Type IV collagen is the principal component of glomerular basement membrane (GBM) [1]. It renders structural support, provides a matrix for cell adhesion [2,3] and contributes to glomerular permselectivity for macromolecules [3]. Normally there is a constant remodelling of GBM, as a result of balanced degradation by a number of glomerular cell derived proteinases, and synthesis, principally by glomerular epithelial cells [4]. Alteration of the integrity of the glomerular filtration barrier is widely believed to be the cause of the proteinuria and haematuria associated with a number of different glomerulonephritides. In vitro studies of GBM degradation quantified the release of hydroxyproline rich, soluble type IV collagen-derived peptides as a marker for GBM damage, and have demonstrated that small, soluble peptide fragments are released from the insoluble GBM by the action of proteinases [5—8]. A number of in vivo studies have identified glomerular basement antigens in the urine of normal animals which increase in concentration during acute experimental nephritis [9]. Analysis of the urine of patients with rapidly progressive glomerulonephritis (RPGN) showed that immunoreactive GBM antigens were detectable in much higher concentration than in normal urine [10]. This study, however, did not identify or accurately quantify specific antigens but did attempt to define glomerular damage more specifically than did proteinuria.
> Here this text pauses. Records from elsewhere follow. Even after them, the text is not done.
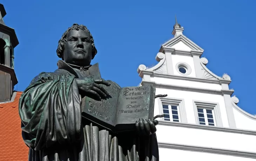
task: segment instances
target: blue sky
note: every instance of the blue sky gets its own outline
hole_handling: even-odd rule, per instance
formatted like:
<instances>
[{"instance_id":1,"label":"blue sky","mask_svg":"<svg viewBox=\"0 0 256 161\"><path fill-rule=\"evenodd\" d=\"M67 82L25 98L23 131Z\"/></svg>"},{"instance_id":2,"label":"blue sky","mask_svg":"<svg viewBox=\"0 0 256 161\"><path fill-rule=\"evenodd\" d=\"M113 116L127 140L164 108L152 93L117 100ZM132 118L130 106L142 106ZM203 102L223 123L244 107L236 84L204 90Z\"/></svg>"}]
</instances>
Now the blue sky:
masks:
<instances>
[{"instance_id":1,"label":"blue sky","mask_svg":"<svg viewBox=\"0 0 256 161\"><path fill-rule=\"evenodd\" d=\"M207 67L227 73L238 105L256 113L256 1L2 0L5 23L20 44L14 68L23 91L41 71L53 71L62 34L73 23L86 26L95 40L102 76L121 86L141 81L140 64L156 64L162 44L173 37L175 15L184 34L204 50Z\"/></svg>"}]
</instances>

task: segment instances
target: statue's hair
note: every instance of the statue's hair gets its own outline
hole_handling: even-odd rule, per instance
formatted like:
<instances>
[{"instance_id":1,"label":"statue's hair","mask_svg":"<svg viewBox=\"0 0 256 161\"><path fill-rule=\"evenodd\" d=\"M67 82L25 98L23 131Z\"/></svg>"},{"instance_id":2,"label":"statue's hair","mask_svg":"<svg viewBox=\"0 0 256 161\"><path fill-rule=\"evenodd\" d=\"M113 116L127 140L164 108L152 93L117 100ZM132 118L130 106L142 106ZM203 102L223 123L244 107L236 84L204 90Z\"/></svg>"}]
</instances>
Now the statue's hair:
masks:
<instances>
[{"instance_id":1,"label":"statue's hair","mask_svg":"<svg viewBox=\"0 0 256 161\"><path fill-rule=\"evenodd\" d=\"M57 52L57 55L59 57L61 58L62 60L64 60L63 51L64 49L64 46L65 46L65 44L66 44L66 42L67 42L67 35L68 32L69 32L71 30L81 30L84 31L87 31L89 34L90 34L90 36L91 36L91 42L92 42L92 45L93 46L92 58L93 59L95 55L96 55L97 54L97 49L95 47L95 45L94 45L94 40L93 39L93 36L92 35L92 34L90 33L90 31L87 28L87 27L86 27L86 26L82 24L80 24L79 25L76 23L73 24L72 26L68 28L62 35L62 36L61 36L61 38L60 40L59 41L58 48L57 49L57 50L56 51L56 52Z\"/></svg>"}]
</instances>

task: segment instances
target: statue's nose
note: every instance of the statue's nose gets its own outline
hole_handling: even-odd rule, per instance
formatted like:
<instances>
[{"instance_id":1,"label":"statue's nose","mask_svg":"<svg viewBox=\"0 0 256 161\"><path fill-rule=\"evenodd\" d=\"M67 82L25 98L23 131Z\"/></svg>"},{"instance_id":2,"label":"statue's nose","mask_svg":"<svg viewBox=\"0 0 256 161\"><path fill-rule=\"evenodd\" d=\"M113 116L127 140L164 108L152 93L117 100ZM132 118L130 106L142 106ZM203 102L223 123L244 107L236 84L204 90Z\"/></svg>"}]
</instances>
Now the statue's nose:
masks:
<instances>
[{"instance_id":1,"label":"statue's nose","mask_svg":"<svg viewBox=\"0 0 256 161\"><path fill-rule=\"evenodd\" d=\"M82 46L83 47L83 42L82 41L82 40L80 39L79 39L78 40L78 41L77 42L77 44L76 44L76 46L80 47L80 46Z\"/></svg>"}]
</instances>

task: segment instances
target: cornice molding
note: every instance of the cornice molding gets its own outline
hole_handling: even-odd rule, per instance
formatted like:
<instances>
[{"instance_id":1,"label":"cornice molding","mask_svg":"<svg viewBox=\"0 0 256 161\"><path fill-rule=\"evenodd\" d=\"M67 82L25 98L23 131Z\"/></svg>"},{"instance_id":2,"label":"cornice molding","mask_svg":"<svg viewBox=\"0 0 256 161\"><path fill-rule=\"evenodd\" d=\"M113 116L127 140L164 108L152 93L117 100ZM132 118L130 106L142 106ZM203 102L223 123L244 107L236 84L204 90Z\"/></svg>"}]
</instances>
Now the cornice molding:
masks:
<instances>
[{"instance_id":1,"label":"cornice molding","mask_svg":"<svg viewBox=\"0 0 256 161\"><path fill-rule=\"evenodd\" d=\"M208 153L216 154L225 155L240 157L256 159L256 153L244 151L230 150L222 148L207 147L184 144L158 142L159 148L166 148L183 150Z\"/></svg>"},{"instance_id":2,"label":"cornice molding","mask_svg":"<svg viewBox=\"0 0 256 161\"><path fill-rule=\"evenodd\" d=\"M171 52L172 54L193 57L194 56L201 56L203 51L191 50L190 51L178 50L175 48L168 47L162 47L160 52L165 54L166 52Z\"/></svg>"},{"instance_id":3,"label":"cornice molding","mask_svg":"<svg viewBox=\"0 0 256 161\"><path fill-rule=\"evenodd\" d=\"M232 97L231 97L231 98L234 98L234 96ZM238 102L237 102L237 103L238 103ZM233 106L235 107L235 109L236 109L239 113L249 119L252 119L254 120L256 120L256 116L250 114L246 111L243 110L242 108L238 107L238 106L236 104L236 102L235 102L235 100L234 99L233 99L232 102L232 104Z\"/></svg>"},{"instance_id":4,"label":"cornice molding","mask_svg":"<svg viewBox=\"0 0 256 161\"><path fill-rule=\"evenodd\" d=\"M192 128L197 129L201 129L206 130L221 131L231 133L242 134L245 135L256 135L256 131L238 128L231 128L228 127L213 126L203 125L197 125L190 123L177 122L166 121L159 120L159 125L164 126L169 126L178 127L185 127L186 128Z\"/></svg>"},{"instance_id":5,"label":"cornice molding","mask_svg":"<svg viewBox=\"0 0 256 161\"><path fill-rule=\"evenodd\" d=\"M0 23L0 32L2 32L10 36L12 46L13 48L18 45L19 43L19 41L14 29L1 23Z\"/></svg>"},{"instance_id":6,"label":"cornice molding","mask_svg":"<svg viewBox=\"0 0 256 161\"><path fill-rule=\"evenodd\" d=\"M161 50L162 50L163 47L169 47L173 44L175 44L179 40L181 41L187 45L189 46L192 50L201 51L203 52L204 51L203 49L196 44L194 42L189 40L189 39L184 36L183 34L181 34L177 37L173 37L173 38L171 38L163 44L159 50L160 52L161 52Z\"/></svg>"},{"instance_id":7,"label":"cornice molding","mask_svg":"<svg viewBox=\"0 0 256 161\"><path fill-rule=\"evenodd\" d=\"M208 79L199 78L195 77L186 76L178 76L170 75L166 74L154 73L153 71L141 70L140 73L140 77L143 76L144 75L149 75L151 77L157 77L166 78L174 79L175 79L191 81L197 82L202 83L213 83L221 84L222 83L229 84L231 80L224 79Z\"/></svg>"},{"instance_id":8,"label":"cornice molding","mask_svg":"<svg viewBox=\"0 0 256 161\"><path fill-rule=\"evenodd\" d=\"M157 64L150 68L147 69L146 65L143 64L140 64L139 65L137 69L137 71L139 74L139 75L141 78L143 77L143 75L141 74L141 71L145 71L144 73L146 73L147 71L153 72L153 71L162 66L166 58L165 54L162 52L159 52L157 53L155 59L159 63Z\"/></svg>"},{"instance_id":9,"label":"cornice molding","mask_svg":"<svg viewBox=\"0 0 256 161\"><path fill-rule=\"evenodd\" d=\"M200 59L200 63L203 68L203 70L204 70L206 72L208 73L211 76L214 78L216 78L219 80L221 84L229 84L231 82L231 80L230 77L227 74L224 74L221 78L217 75L215 75L213 72L211 72L209 69L207 68L205 65L208 63L208 60L206 58L201 58Z\"/></svg>"},{"instance_id":10,"label":"cornice molding","mask_svg":"<svg viewBox=\"0 0 256 161\"><path fill-rule=\"evenodd\" d=\"M188 86L182 86L177 85L159 83L153 81L148 81L142 80L141 82L142 85L152 85L154 88L164 88L168 89L181 90L191 92L195 92L214 94L229 94L231 95L233 94L234 91L233 90L226 90L222 89L221 90L207 89L202 88L191 87Z\"/></svg>"},{"instance_id":11,"label":"cornice molding","mask_svg":"<svg viewBox=\"0 0 256 161\"><path fill-rule=\"evenodd\" d=\"M0 70L10 74L14 86L18 83L18 80L14 69L2 64L0 64Z\"/></svg>"}]
</instances>

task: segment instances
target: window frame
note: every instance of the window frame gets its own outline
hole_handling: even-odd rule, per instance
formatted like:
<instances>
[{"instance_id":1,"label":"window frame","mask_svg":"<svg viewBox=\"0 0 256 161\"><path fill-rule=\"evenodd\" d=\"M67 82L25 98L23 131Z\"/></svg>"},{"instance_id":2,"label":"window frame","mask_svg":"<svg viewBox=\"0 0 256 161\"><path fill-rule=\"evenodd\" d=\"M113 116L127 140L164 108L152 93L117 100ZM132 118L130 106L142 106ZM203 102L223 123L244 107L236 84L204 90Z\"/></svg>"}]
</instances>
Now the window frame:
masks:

Other studies using immunoassays for both type IV collagen and its NC1 region in patients with diabetic nephropathy have yielded conflicting data [11—13]. An investigation in patients with active nephritis, however, has reported elevated urinary IV collagen [14}. In the present study the development of a competition ELISA for human type IV collagen in urine is detailed. Analysis of the urine of patients with a number of differing glomerulonephritides, including RPGN, and diabetic nephropathy is compared with normals. In addition the effects of conventional therapy on the excretion of type IV collagen in patients with RPGN is examined.